Ottawa too has seen its housing market appreciate over the last few years, due in part to increased demand from both local and out-of-town buyers, many in the age range of 25 to 35.
In Quebec, demand from buyers aged 25 to 35 has flooded the suburban real estate market over the past year, spurred by low interest rates, the ability to work distantly and the aspiration to invest in long-term quality of life.
Of the young Quebec homeowners, 18 per cent purchased a home since mid-March of last year, while 28 per cent of homeowners located in Montreal have purchased a home since the onset of the pandemic, the highest rate among the cities surveyed.
In British Columbia, 49 per cent of residents aged 25 to 35 own their home with 27 per cent having purchased a home since mid-March of 2020.
“Younger buyers have a positive association with home ownership. They see the value in it and they’ve done the math. Currently, a monthly mortgage payment can equate to little more than renting,” said Adil Dinani, sales representative at Royal LePage West Real Estate Services in Greater Vancouver.
At 56 per cent, Alberta records Canada’s highest home ownership rate among those aged 25 to 35, of which 24 per cent purchased a home since mid-March of last year.
While Alberta’s housing market has persistently been stable over recent years, the COVID-19 pandemic seems to have further enthused activity among younger buyers. Thirty-seven per cent of Albertans in this cohort say they’ve seen their savings grow since the beginning of the pandemic.

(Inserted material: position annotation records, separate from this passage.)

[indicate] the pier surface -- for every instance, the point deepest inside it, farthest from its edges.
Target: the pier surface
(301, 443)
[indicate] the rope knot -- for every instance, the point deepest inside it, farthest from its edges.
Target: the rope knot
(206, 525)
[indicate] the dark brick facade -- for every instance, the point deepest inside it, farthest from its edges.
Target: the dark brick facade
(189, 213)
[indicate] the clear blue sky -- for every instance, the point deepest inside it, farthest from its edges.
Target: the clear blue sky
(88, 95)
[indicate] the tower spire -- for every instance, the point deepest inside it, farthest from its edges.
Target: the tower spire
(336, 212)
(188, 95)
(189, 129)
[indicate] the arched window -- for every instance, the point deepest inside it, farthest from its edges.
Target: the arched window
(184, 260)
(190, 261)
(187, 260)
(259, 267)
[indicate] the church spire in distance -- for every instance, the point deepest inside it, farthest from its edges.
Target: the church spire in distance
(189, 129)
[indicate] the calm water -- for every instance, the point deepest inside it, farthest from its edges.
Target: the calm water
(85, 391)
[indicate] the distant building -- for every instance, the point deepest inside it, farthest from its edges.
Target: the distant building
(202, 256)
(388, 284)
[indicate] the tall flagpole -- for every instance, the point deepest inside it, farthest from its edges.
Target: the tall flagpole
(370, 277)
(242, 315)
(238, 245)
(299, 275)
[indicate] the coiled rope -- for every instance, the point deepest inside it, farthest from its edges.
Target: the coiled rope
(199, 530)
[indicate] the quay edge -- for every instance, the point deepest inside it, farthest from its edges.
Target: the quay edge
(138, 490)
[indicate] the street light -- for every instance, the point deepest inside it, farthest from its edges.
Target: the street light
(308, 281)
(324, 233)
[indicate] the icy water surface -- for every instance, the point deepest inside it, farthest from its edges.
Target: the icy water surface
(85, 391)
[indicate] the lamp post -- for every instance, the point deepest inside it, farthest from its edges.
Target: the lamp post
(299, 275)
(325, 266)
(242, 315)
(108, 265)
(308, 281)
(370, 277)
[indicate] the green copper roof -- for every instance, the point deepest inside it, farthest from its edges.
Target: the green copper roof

In the Prairie provinces, 53 per cent of residents aged 25 to 35 have their own home, out of which, 32 per cent purchased a home since March 2020.
In Atlantic Canada, meanwhile, 48 per cent of residents in the surveyed age group own their home. Of this, 42 per cent have purchased a home since mid-March of last year, the highest of all regions surveyed.
“Within one month of the start of the pandemic, buyers in this age group came out in droves,” said Will Campbell, sales representative at Royal LePage Atlantic in Halifax.
“This market is challenging due to a lack of supply. However, young buyers are determined to make a purchase, even if they have to be flexible on location.”
What does this mean for the spring market
Going by the present trends, Soper is anticipating a healthy housing price growth in 2021 across the Canadian market.
There is a “clear imbalance” as of now, owing to the rising demands for buying a home among younger Canadians and the reluctance of the older population towards selling, Soper noted.
The ongoing housing supply shortage is likely to continue well into spring or at least until “more vaccination is underway, and older people are comfortable getting back into the market,” he said.
This will put a “very significant upward pressure on prices,” he added.
“We can expect a 10-20 per cent increase in the price of detached homes overall,” Soper said, adding, “There could also be rising demands for recreational housing, investment in cottage country properties as we move further into summer months.”